Sabtu, 23 April 2011

Tak Adakah Jalan Keluar?

John Zerzan

Agrikultur mengakhiri suatu periode panjang dari keberadaan umat manusia yang secara luas (keberadaan umat manusia-penj) ditandai dengan kebebasan/kemerdekaan dari kerja, alam yang tidak dieksploitasi, kesetaraan dan otonomi gender, serta tidak adanya kekerasan yang terorganisir. Agrikultur mengambil banyak dari bumi ketimbang apa yang ia berikan pada bumi dan ini merupakan pondasi dari kepemilikan pribadi. Agrikultur melingkupi kontrol, ekploitasi, pembangunan hirarki dan kebencian. Chellis Glendinning (1994) menggambarkan agrikultur sebagai suatu ‘trauma’ yang telah merusak jiwa manusia, kehidupan sosial, dan biosfer.

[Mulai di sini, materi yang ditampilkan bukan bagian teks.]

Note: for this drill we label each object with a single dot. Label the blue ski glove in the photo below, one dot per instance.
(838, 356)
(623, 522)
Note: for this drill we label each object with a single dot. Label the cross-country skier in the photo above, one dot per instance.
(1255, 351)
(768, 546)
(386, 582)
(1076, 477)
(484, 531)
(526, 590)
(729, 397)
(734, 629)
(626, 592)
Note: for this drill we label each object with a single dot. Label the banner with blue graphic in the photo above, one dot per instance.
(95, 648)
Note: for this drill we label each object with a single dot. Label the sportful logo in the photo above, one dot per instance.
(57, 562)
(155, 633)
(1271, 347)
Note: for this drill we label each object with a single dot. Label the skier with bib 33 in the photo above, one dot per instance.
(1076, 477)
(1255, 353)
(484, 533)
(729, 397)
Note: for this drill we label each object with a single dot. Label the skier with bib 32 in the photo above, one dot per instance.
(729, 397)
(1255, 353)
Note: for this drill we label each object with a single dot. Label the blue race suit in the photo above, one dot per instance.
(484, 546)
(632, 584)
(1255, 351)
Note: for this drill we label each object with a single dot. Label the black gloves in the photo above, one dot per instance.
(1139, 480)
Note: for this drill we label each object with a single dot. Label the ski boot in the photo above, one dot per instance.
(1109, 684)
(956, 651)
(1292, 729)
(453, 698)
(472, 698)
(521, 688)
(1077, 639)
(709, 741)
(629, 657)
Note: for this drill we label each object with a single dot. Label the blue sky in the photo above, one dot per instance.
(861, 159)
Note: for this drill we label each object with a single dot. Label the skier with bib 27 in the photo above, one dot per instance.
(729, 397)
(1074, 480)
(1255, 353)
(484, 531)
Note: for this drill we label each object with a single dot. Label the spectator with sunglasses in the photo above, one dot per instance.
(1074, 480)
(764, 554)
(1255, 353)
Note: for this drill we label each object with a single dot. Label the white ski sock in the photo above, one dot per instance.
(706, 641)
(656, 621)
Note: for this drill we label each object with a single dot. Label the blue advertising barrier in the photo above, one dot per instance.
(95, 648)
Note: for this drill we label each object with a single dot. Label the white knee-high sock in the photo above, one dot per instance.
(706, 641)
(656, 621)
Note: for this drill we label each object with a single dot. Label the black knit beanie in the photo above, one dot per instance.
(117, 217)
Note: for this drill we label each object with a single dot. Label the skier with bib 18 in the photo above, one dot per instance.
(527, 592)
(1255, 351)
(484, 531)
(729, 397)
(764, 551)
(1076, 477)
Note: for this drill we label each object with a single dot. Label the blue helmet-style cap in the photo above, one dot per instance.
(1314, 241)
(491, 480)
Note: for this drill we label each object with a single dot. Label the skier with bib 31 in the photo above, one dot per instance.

Namun agrikultur/domestikasi tidaklah muncul dengan tiba-tiba, 10.000 silam. Kemungkinan terdekatnya, adalah suatu titik kulminasi dari adaptasi yang sangat lambat pada pembagian kerja dan spesialisasi yang dimulai secara sungguh-sungguh di zaman Paleolitik Tertinggi, kira-kira 40.000 tahun yang lalu. Proses semacam ini adalah apa yang dibalik Adorno dan Horkheimer istilahkan sebagai “instrumental reason” dalam “Dialektika Pencerahan” mereka. Meskipun masih dipuji sebagai prakondisi bagi “objektivitas,” alasan manusia tidaklah netral. Entah bagaimana hal itu berubah, dengan dampak yang menghancurkan: alasan kita memenjarakan sisi kemanusian kita yang sebenarnya saat menghancurkan alam. Bagaimana cara bertanggung-jawab pada kenyataan bahwa aktifitas manusia telah menjadi sangat bertentangan dengan manusia itu sendiri, seperti yang dilakukannya pada semua spesies di dunia? Sesuatu telah mulai membawa kita ke arah negatif sebelum agrikultur, stratifikasi kelas, negara dan industrialisme menginstitusionalkan kesalahannya.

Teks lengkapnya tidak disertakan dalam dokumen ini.